There is a many-to-many relationship between these collections.
A post can belong to some tags, and a tag can contain some posts.
I am looking for an efficient query method to join posts to tags keeping the order of postIds.
If the data schema is inappropriate, I can change it.
The mongoDB version is 3.6.5
Sample data
db.posts.insertMany([
{ _id: 'post001', title: 'this is post001' },
{ _id: 'post002', title: 'this is post002' },
{ _id: 'post003', title: 'this is post003' }
])
db.tags.insertMany([
{ _id: 'tag001', postIds: ['post003', 'post001', 'post002'] }
])
Desired result
{
"_id": "tag001",
"postIds": [ "post003", "post001", "post002" ],
"posts": [
{ "_id": "post003", "title": "this is post003" },
{ "_id": "post001", "title": "this is post001" },
{ "_id": "post002", "title": "this is post002" }
]
}
What I tried
I tried a query which use $lookup.
db.tags.aggregate([
{ $lookup: {
from: 'posts',
localField: 'postIds',
foreignField: '_id',
as: 'posts'
}}
])
However I got a result which is different from I want.
{
"_id": "tag001",
"postIds": [ "post003", "post001", "post002" ],
"posts": [
{ "_id": "post001", "title": "this is post001" },
{ "_id": "post002", "title": "this is post002" },
{ "_id": "post003", "title": "this is post003" }
]
}
In MongoDB you would attempt to model your data such that you avoid joins (as in $lookups) alltogether, e.g. by storing the tags alongside the posts.
db.posts.insertMany([
{ _id: 'post001', title: 'this is post001', tags: [ "tag001", "tag002" ] },
{ _id: 'post002', title: 'this is post002', tags: [ "tag001" ] },
{ _id: 'post003', title: 'this is post003', tags: [ "tag002" ] }
])
With this structure in place you could get the desired result like this:
db.posts.aggregate([{
$unwind: "$tags"
}, {
$group: {
_id: "$tags",
postsIds: {
$push: "$_id"
},
posts: {
$push: "$$ROOT"
}
}
}])
In this case, I would doubt that you even need the postIds field in the result as it would be contained in the posts array anyway.
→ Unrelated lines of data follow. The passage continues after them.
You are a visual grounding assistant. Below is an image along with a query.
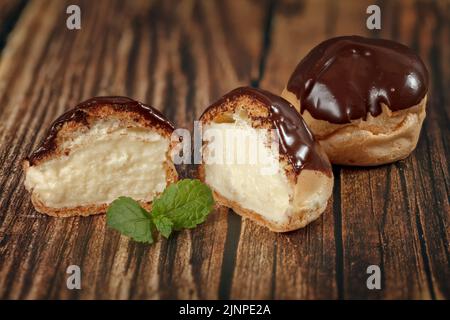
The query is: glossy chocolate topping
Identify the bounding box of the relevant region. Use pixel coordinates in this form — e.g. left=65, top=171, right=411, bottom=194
left=28, top=96, right=174, bottom=165
left=287, top=36, right=428, bottom=123
left=202, top=87, right=331, bottom=176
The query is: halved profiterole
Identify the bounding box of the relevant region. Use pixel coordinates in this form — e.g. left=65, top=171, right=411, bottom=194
left=199, top=87, right=333, bottom=232
left=23, top=97, right=177, bottom=217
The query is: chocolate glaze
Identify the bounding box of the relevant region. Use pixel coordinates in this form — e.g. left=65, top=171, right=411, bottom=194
left=287, top=36, right=428, bottom=123
left=27, top=96, right=174, bottom=165
left=202, top=87, right=332, bottom=176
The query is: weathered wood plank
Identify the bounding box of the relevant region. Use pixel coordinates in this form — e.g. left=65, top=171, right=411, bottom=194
left=0, top=0, right=450, bottom=299
left=0, top=1, right=265, bottom=299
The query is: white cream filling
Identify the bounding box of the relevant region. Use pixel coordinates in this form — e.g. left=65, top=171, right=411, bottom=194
left=203, top=113, right=293, bottom=223
left=25, top=123, right=169, bottom=208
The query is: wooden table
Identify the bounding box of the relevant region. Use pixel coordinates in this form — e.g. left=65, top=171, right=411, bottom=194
left=0, top=0, right=450, bottom=299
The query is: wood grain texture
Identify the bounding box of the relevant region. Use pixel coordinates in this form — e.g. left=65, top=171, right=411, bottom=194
left=0, top=0, right=450, bottom=299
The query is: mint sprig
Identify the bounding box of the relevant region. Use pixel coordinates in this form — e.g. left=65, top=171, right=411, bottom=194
left=106, top=179, right=214, bottom=243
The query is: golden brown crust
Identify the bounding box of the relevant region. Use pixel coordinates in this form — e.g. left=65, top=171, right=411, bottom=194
left=198, top=87, right=333, bottom=232
left=26, top=100, right=174, bottom=165
left=282, top=89, right=427, bottom=166
left=22, top=97, right=178, bottom=217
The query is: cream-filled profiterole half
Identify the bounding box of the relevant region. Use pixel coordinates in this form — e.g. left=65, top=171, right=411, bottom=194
left=23, top=97, right=177, bottom=217
left=199, top=87, right=333, bottom=232
left=282, top=36, right=428, bottom=166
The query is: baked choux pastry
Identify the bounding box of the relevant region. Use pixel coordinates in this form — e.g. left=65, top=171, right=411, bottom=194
left=282, top=36, right=428, bottom=166
left=23, top=97, right=177, bottom=217
left=199, top=87, right=333, bottom=232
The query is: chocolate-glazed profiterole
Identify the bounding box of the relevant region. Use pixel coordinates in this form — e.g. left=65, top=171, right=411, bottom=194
left=282, top=36, right=428, bottom=165
left=24, top=96, right=177, bottom=217
left=199, top=87, right=333, bottom=232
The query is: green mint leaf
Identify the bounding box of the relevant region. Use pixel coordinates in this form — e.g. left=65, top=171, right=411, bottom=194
left=153, top=215, right=173, bottom=238
left=152, top=179, right=214, bottom=230
left=106, top=197, right=153, bottom=243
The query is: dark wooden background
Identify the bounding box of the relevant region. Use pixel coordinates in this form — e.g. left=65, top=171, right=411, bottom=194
left=0, top=0, right=450, bottom=299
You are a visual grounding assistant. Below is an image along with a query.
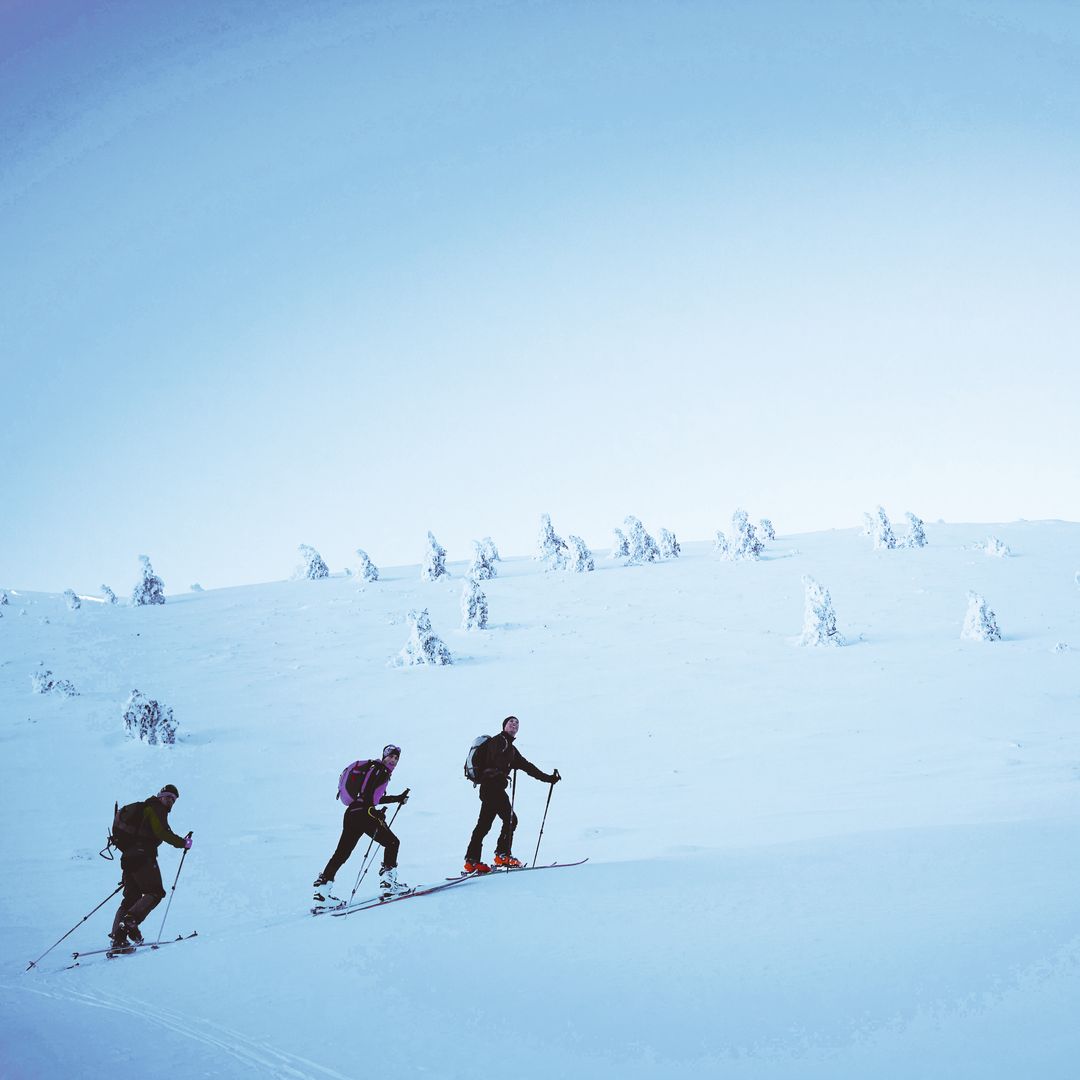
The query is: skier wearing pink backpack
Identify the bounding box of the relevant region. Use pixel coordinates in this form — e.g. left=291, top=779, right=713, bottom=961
left=312, top=743, right=408, bottom=901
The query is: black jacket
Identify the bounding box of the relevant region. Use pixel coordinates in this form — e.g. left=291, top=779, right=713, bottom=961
left=473, top=731, right=552, bottom=787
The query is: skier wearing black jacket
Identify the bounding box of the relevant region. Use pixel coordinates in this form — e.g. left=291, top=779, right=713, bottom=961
left=312, top=743, right=408, bottom=903
left=465, top=716, right=563, bottom=874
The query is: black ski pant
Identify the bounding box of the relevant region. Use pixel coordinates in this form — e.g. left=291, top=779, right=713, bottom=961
left=112, top=854, right=165, bottom=936
left=465, top=781, right=517, bottom=863
left=323, top=807, right=401, bottom=881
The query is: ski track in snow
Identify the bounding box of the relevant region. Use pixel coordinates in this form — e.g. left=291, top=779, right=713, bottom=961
left=5, top=984, right=352, bottom=1080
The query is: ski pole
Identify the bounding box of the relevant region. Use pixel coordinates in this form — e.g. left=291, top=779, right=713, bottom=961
left=532, top=769, right=563, bottom=866
left=26, top=881, right=124, bottom=971
left=349, top=787, right=409, bottom=904
left=507, top=769, right=517, bottom=868
left=153, top=833, right=191, bottom=948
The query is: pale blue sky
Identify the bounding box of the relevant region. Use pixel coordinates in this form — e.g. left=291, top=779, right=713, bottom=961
left=0, top=0, right=1080, bottom=592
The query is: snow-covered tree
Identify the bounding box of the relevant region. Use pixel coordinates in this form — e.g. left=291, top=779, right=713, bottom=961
left=730, top=510, right=765, bottom=559
left=394, top=608, right=454, bottom=666
left=420, top=532, right=450, bottom=581
left=622, top=514, right=660, bottom=566
left=132, top=555, right=165, bottom=607
left=870, top=507, right=896, bottom=551
left=294, top=543, right=330, bottom=581
left=354, top=548, right=380, bottom=581
left=461, top=578, right=487, bottom=630
left=124, top=690, right=176, bottom=746
left=897, top=510, right=927, bottom=548
left=469, top=540, right=498, bottom=581
left=537, top=514, right=568, bottom=570
left=799, top=575, right=843, bottom=646
left=567, top=532, right=596, bottom=573
left=30, top=664, right=79, bottom=698
left=960, top=592, right=1001, bottom=642
left=660, top=529, right=683, bottom=558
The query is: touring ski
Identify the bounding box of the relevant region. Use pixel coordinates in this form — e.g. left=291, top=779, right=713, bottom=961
left=329, top=877, right=471, bottom=918
left=66, top=930, right=199, bottom=970
left=446, top=856, right=589, bottom=881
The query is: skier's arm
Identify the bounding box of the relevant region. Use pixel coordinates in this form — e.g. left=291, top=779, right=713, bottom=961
left=510, top=746, right=552, bottom=784
left=143, top=805, right=186, bottom=848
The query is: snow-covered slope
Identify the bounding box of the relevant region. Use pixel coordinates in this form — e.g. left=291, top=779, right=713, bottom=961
left=0, top=523, right=1080, bottom=1078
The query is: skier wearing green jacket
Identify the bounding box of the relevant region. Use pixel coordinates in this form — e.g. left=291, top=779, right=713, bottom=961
left=109, top=784, right=191, bottom=948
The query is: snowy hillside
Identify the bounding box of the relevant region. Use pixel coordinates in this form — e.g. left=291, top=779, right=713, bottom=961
left=0, top=523, right=1080, bottom=1080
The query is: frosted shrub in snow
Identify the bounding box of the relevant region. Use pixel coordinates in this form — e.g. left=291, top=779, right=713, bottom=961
left=394, top=608, right=454, bottom=667
left=356, top=548, right=379, bottom=581
left=897, top=510, right=927, bottom=548
left=124, top=690, right=176, bottom=746
left=799, top=576, right=843, bottom=646
left=728, top=510, right=765, bottom=559
left=537, top=514, right=567, bottom=570
left=294, top=543, right=330, bottom=581
left=420, top=532, right=450, bottom=581
left=622, top=514, right=660, bottom=566
left=960, top=593, right=1001, bottom=642
left=870, top=507, right=896, bottom=551
left=461, top=579, right=487, bottom=630
left=30, top=665, right=79, bottom=698
left=132, top=555, right=165, bottom=607
left=660, top=529, right=683, bottom=558
left=469, top=540, right=497, bottom=581
left=567, top=534, right=596, bottom=573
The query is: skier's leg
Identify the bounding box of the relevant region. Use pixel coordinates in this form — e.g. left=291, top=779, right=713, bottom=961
left=124, top=859, right=165, bottom=927
left=109, top=855, right=143, bottom=937
left=465, top=787, right=498, bottom=863
left=495, top=792, right=517, bottom=858
left=323, top=810, right=367, bottom=881
left=375, top=822, right=401, bottom=870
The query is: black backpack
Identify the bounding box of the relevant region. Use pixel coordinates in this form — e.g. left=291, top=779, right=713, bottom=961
left=109, top=799, right=146, bottom=854
left=465, top=735, right=495, bottom=787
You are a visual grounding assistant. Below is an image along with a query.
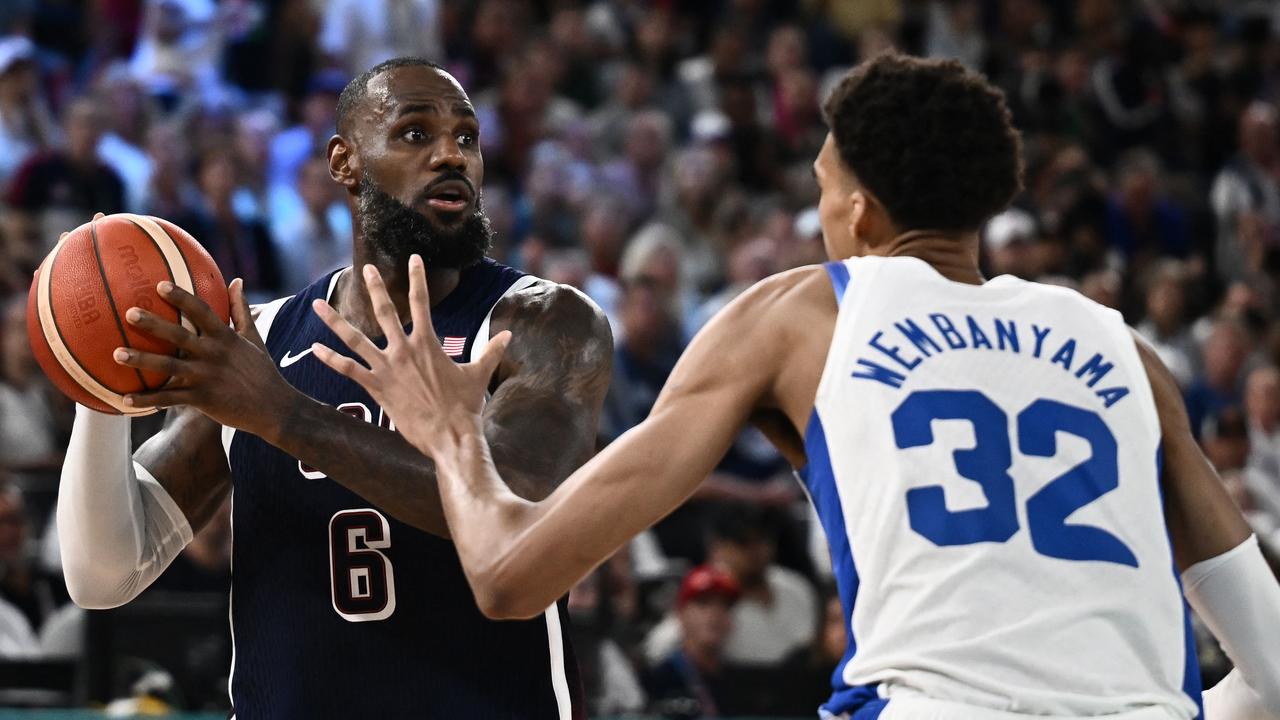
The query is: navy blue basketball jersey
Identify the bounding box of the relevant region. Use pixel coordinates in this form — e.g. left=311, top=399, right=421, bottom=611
left=223, top=260, right=585, bottom=720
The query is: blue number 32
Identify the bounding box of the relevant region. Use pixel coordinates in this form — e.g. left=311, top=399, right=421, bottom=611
left=892, top=389, right=1138, bottom=568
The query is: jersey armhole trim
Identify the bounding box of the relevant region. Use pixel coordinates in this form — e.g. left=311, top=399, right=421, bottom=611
left=822, top=260, right=849, bottom=305
left=467, top=275, right=547, bottom=363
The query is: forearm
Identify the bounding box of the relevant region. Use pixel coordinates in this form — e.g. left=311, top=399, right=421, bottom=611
left=264, top=393, right=449, bottom=538
left=56, top=407, right=192, bottom=609
left=1183, top=536, right=1280, bottom=717
left=436, top=427, right=565, bottom=619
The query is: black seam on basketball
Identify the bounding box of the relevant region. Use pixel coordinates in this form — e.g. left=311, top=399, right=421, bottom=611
left=90, top=220, right=151, bottom=392
left=41, top=228, right=120, bottom=394
left=145, top=217, right=186, bottom=336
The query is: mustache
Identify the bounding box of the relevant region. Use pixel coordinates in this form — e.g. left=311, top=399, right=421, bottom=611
left=415, top=170, right=480, bottom=204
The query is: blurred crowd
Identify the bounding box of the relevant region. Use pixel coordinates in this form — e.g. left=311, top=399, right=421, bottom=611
left=0, top=0, right=1280, bottom=717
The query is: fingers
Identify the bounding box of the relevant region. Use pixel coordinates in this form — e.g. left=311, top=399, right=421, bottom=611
left=311, top=342, right=376, bottom=386
left=360, top=265, right=404, bottom=350
left=472, top=331, right=511, bottom=382
left=311, top=299, right=383, bottom=365
left=124, top=307, right=200, bottom=351
left=156, top=281, right=228, bottom=334
left=124, top=388, right=192, bottom=407
left=227, top=278, right=265, bottom=346
left=408, top=252, right=435, bottom=340
left=111, top=347, right=191, bottom=375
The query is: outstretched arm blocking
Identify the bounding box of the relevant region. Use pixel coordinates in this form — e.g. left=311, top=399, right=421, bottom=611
left=316, top=259, right=803, bottom=618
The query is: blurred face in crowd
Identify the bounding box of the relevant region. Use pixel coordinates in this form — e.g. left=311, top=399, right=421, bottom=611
left=196, top=154, right=236, bottom=206
left=819, top=597, right=849, bottom=662
left=329, top=65, right=493, bottom=268
left=1147, top=271, right=1187, bottom=333
left=1240, top=102, right=1280, bottom=165
left=67, top=100, right=102, bottom=161
left=0, top=60, right=40, bottom=104
left=1203, top=323, right=1249, bottom=391
left=626, top=111, right=669, bottom=172
left=298, top=158, right=338, bottom=214
left=1201, top=407, right=1249, bottom=473
left=676, top=594, right=733, bottom=655
left=707, top=533, right=776, bottom=588
left=765, top=26, right=808, bottom=77
left=0, top=479, right=27, bottom=566
left=618, top=283, right=672, bottom=351
left=581, top=202, right=627, bottom=275
left=0, top=297, right=36, bottom=387
left=1244, top=365, right=1280, bottom=433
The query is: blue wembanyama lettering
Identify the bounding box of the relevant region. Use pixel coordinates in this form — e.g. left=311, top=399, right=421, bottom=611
left=852, top=313, right=1129, bottom=407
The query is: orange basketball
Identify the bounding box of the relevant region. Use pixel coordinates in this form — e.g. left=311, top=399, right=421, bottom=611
left=27, top=213, right=230, bottom=415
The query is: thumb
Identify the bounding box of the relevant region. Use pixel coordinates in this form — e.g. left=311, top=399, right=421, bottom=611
left=227, top=278, right=262, bottom=345
left=472, top=331, right=511, bottom=382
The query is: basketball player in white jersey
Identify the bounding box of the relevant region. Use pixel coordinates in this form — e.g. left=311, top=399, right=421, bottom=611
left=315, top=55, right=1280, bottom=720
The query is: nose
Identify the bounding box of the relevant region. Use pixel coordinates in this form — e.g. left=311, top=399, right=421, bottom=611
left=431, top=137, right=467, bottom=172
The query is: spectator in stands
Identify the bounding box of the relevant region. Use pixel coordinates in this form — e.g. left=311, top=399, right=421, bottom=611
left=645, top=502, right=818, bottom=667
left=1107, top=149, right=1190, bottom=277
left=271, top=155, right=352, bottom=292
left=772, top=588, right=849, bottom=716
left=268, top=65, right=345, bottom=187
left=1210, top=102, right=1280, bottom=281
left=1244, top=365, right=1280, bottom=521
left=568, top=564, right=645, bottom=716
left=8, top=97, right=124, bottom=247
left=0, top=35, right=61, bottom=188
left=645, top=565, right=741, bottom=717
left=129, top=0, right=230, bottom=110
left=0, top=478, right=70, bottom=635
left=982, top=208, right=1041, bottom=281
left=0, top=293, right=61, bottom=469
left=142, top=120, right=200, bottom=219
left=1183, top=319, right=1249, bottom=438
left=319, top=0, right=444, bottom=77
left=600, top=275, right=682, bottom=441
left=174, top=151, right=280, bottom=301
left=1138, top=260, right=1198, bottom=388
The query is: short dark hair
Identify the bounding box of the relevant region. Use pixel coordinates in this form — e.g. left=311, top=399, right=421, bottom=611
left=823, top=53, right=1023, bottom=232
left=337, top=56, right=448, bottom=135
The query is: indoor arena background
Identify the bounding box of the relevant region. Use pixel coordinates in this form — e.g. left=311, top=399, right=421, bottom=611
left=0, top=0, right=1280, bottom=717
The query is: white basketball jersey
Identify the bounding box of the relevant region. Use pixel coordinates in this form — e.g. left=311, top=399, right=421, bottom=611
left=801, top=258, right=1199, bottom=720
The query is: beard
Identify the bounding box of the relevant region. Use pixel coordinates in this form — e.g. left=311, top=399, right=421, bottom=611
left=356, top=174, right=493, bottom=269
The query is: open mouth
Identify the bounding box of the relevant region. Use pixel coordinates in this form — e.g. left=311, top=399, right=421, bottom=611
left=426, top=181, right=471, bottom=213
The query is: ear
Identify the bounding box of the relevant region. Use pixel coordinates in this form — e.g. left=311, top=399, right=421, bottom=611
left=849, top=190, right=868, bottom=245
left=328, top=135, right=360, bottom=191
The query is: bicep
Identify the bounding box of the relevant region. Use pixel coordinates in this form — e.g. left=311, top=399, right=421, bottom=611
left=133, top=407, right=232, bottom=532
left=1135, top=336, right=1251, bottom=570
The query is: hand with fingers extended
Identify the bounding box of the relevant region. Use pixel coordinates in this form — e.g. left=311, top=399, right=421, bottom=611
left=114, top=278, right=297, bottom=438
left=312, top=255, right=511, bottom=457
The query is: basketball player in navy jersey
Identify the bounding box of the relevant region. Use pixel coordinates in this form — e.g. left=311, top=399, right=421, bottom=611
left=315, top=55, right=1280, bottom=720
left=58, top=59, right=612, bottom=720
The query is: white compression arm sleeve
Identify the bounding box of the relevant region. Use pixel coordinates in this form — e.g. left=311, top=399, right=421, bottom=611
left=58, top=406, right=191, bottom=609
left=1183, top=536, right=1280, bottom=720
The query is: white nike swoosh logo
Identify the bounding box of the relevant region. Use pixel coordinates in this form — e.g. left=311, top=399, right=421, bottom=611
left=280, top=347, right=311, bottom=368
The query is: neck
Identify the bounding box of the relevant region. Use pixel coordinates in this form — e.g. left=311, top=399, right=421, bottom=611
left=876, top=231, right=987, bottom=284
left=332, top=234, right=462, bottom=337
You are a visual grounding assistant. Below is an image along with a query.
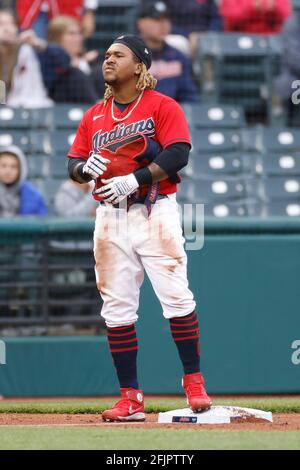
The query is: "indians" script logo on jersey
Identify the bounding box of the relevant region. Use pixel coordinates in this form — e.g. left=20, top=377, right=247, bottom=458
left=93, top=117, right=155, bottom=153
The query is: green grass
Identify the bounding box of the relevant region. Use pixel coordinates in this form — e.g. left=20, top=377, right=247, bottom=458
left=0, top=396, right=300, bottom=414
left=0, top=426, right=300, bottom=455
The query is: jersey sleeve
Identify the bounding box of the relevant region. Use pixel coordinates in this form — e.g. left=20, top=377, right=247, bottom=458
left=67, top=114, right=90, bottom=160
left=155, top=99, right=191, bottom=149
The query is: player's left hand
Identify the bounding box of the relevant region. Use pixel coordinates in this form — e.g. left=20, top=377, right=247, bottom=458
left=95, top=173, right=139, bottom=204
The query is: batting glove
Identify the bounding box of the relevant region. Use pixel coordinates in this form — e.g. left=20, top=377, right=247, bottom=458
left=95, top=173, right=139, bottom=204
left=82, top=153, right=110, bottom=179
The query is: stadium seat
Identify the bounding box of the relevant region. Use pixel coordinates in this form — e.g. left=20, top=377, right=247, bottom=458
left=87, top=0, right=139, bottom=58
left=0, top=106, right=30, bottom=132
left=183, top=150, right=243, bottom=178
left=262, top=176, right=300, bottom=201
left=266, top=199, right=300, bottom=217
left=27, top=155, right=50, bottom=178
left=30, top=105, right=57, bottom=131
left=197, top=32, right=275, bottom=119
left=178, top=177, right=247, bottom=204
left=258, top=152, right=300, bottom=176
left=0, top=130, right=30, bottom=152
left=30, top=130, right=76, bottom=155
left=257, top=127, right=300, bottom=152
left=53, top=104, right=89, bottom=130
left=182, top=103, right=246, bottom=129
left=191, top=128, right=241, bottom=154
left=204, top=202, right=248, bottom=219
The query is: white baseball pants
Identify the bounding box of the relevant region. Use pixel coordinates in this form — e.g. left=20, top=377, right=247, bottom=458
left=94, top=194, right=195, bottom=328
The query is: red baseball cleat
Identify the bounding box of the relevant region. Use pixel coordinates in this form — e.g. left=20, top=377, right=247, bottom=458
left=182, top=372, right=212, bottom=412
left=102, top=388, right=145, bottom=421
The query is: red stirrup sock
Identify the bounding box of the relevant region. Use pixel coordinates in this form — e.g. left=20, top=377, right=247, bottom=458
left=170, top=311, right=200, bottom=374
left=107, top=324, right=139, bottom=389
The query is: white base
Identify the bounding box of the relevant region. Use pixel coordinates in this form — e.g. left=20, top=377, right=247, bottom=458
left=158, top=406, right=273, bottom=424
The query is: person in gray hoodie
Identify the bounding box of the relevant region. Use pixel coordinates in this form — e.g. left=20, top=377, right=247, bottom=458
left=0, top=145, right=48, bottom=218
left=54, top=180, right=99, bottom=217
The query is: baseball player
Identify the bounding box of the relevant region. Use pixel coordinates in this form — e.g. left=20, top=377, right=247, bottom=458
left=68, top=35, right=211, bottom=421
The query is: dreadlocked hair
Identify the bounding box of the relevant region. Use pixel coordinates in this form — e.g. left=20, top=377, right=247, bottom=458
left=104, top=63, right=157, bottom=104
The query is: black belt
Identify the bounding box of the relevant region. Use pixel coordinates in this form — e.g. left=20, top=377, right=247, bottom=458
left=99, top=194, right=168, bottom=209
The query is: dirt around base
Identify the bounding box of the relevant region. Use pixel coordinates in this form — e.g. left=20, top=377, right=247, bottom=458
left=0, top=413, right=300, bottom=431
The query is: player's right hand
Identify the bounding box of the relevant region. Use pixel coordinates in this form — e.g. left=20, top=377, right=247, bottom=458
left=82, top=153, right=110, bottom=179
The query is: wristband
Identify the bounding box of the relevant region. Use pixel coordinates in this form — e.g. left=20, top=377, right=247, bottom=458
left=133, top=166, right=152, bottom=186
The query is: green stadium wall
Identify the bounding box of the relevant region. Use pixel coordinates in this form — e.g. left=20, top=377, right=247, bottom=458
left=0, top=220, right=300, bottom=397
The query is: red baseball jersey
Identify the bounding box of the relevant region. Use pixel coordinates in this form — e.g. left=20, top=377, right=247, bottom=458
left=68, top=90, right=191, bottom=200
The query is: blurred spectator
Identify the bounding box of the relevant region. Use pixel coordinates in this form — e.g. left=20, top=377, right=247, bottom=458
left=54, top=180, right=99, bottom=217
left=0, top=0, right=16, bottom=11
left=17, top=0, right=98, bottom=39
left=0, top=146, right=47, bottom=217
left=0, top=10, right=52, bottom=108
left=40, top=16, right=104, bottom=104
left=143, top=0, right=223, bottom=54
left=220, top=0, right=291, bottom=34
left=137, top=2, right=199, bottom=102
You can use a combination of $map and $filter to re-order elements in the posts array in a projection stage:
db.tags.aggregate([
{ $lookup: {
from: 'posts',
localField: 'postIds',
foreignField: '_id',
as: 'posts'
} },
{ $project: {
_id: 1,
postIds: 1,
posts: { $map: {
input: "$postIds",
as: "postId",
in: {
$arrayElemAt: [ { $filter: {
input: "$posts",
as: "post",
cond: { $eq: ["$$post._id", "$$postId"] }
} }, 0 ]
}
} }
} }
])
The missing posts will be filled with null to keep index consistent with postIds.